El pequeño volvió a pegar la cara a la ventanilla y, a la confusa luz que entraba desde el exterior, advertí que trataba de dominarse para que no se le saltaran las lágrimas. En el último momento se las arregló para disfrazar su abatimiento de bostezo, y se restregó la cara con los puños.
– Lo solucionaremos todo -le dije-. Ya lo verás. -¡Podría haberlo hecho perfectamente si alguien me hubiera enseñado! Y mamá no habría tenido que llorar.
– Sí, estoy seguro de que habrías hecho un buen trabajo. Pero pronto se arreglarán las cosas.
Me enderecé en el asiento y miré a través del parabrisas. En la calle apenas se veían ventanas iluminadas. Al cabo de un rato le dije a Boris:
– Oye… Tenemos que pensárnoslo bien… ¿Me escuchas?
No me llegó ninguna respuesta de la parte trasera del coche.
– Mira, Boris -proseguí-. Hemos de tomar una decisión. Ya sé que antes íbamos a reunimos con tu madre. Pero se nos ha hecho muy tarde. ¿Oyes lo que te digo?

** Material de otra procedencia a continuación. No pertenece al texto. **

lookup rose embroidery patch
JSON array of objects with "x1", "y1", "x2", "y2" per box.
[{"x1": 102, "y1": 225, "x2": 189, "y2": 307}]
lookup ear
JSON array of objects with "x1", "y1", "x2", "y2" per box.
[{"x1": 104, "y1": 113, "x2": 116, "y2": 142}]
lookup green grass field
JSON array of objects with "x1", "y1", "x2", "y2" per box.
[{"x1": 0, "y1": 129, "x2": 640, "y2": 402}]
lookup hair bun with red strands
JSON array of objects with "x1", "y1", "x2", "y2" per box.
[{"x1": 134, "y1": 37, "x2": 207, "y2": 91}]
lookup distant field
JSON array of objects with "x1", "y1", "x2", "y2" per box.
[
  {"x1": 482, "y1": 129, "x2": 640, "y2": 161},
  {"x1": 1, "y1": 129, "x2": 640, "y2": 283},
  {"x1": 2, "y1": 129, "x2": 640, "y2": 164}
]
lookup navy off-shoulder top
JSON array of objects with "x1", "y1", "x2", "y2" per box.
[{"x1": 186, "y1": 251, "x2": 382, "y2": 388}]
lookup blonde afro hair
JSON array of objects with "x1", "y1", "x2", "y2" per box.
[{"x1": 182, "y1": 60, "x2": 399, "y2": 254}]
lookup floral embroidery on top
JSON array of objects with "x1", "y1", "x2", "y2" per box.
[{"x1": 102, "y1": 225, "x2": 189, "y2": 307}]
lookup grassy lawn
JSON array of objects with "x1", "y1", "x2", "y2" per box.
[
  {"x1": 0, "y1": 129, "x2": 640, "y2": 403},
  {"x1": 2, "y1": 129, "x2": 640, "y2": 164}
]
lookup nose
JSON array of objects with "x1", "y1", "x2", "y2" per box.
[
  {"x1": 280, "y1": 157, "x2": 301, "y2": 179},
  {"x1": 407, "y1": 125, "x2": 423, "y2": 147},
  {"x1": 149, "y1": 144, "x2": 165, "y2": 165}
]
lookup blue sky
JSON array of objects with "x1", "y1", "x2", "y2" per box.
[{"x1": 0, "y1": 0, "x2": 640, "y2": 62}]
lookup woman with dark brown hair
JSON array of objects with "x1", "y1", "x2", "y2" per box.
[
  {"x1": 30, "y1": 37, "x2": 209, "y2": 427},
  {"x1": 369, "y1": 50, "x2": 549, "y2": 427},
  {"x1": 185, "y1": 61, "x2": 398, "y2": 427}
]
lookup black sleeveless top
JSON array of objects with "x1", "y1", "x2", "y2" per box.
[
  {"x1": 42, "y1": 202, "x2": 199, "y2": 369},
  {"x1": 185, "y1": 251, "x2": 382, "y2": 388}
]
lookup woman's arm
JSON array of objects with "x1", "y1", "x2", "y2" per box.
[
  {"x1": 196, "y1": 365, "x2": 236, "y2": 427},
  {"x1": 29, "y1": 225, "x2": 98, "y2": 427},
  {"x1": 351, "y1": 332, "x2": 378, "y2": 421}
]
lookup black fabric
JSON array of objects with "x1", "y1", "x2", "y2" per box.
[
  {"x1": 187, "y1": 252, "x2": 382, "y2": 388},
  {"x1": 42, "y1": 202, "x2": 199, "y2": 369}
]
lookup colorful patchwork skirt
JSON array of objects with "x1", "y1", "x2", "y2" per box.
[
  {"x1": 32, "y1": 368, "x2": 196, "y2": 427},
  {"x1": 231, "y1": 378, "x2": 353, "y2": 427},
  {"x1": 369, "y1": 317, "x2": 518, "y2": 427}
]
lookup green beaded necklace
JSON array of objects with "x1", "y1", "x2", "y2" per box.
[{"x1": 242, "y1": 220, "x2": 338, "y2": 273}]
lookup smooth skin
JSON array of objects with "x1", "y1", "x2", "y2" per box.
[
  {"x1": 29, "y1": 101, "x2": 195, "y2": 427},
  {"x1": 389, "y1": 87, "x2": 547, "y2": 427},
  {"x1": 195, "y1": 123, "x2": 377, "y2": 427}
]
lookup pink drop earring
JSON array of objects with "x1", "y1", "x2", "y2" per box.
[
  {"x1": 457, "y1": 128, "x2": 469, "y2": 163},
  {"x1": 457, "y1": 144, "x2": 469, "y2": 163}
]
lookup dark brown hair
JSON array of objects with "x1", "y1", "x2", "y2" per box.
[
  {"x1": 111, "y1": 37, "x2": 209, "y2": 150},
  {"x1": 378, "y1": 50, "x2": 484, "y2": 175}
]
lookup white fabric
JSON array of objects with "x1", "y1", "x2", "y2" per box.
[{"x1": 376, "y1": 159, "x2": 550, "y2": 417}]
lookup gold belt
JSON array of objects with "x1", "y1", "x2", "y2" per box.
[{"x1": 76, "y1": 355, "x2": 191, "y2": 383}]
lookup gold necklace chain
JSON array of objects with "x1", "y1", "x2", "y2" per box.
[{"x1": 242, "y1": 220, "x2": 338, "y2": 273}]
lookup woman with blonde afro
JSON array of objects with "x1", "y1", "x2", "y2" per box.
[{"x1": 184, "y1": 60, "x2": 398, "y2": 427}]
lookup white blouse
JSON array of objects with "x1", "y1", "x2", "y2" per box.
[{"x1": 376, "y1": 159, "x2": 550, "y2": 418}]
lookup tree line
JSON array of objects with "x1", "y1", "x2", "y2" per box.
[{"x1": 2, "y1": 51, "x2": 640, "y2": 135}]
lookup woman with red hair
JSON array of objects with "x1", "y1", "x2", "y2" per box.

Miré por encima del hombro y vi que seguía inmóvil, con la mirada perdida en la oscuridad. Permanecimos en silencio unos segundos más, y luego dije:
– La verdad es que ya es muy tarde. Si volvemos al hotel, podremos ver a tu abuelo. Estará encantado de verte. Podrás tener una habitación para ti solo o, si lo prefieres, podríamos hacer que pusieran otra cama en la mía. Podremos encargar que nos suban una cena apetitosa y, después, te irás a dormir. Mañana por la mañana, desayunaremos juntos y decidiremos lo que más convenga.
Siguió el silencio a mi espalda.
– Debería haberlo organizado todo mejor -dije-. Lo siento… Yo…, bueno, no tenía las ideas muy claras esta noche. ¡Ha sido un día de tanto ajetreo…! Pero, escucha…, te prometo que mañana lo arreglaremos todo. Haremos lo que nos venga en gana. Y, si quieres, podríamos ir a tu antiguo apartamento a buscar al Número Nueve. ¿Qué me dices?
Pero Boris siguió sin despegar los labios.
– Los dos estamos muy cansados. Boris, ¿qué te parece?
– Más vale que vayamos al hotel.
– Creo que es lo mejor. De acuerdo, pues. En cuanto vuelva ese joven, le comunicaremos nuestro nuevo plan.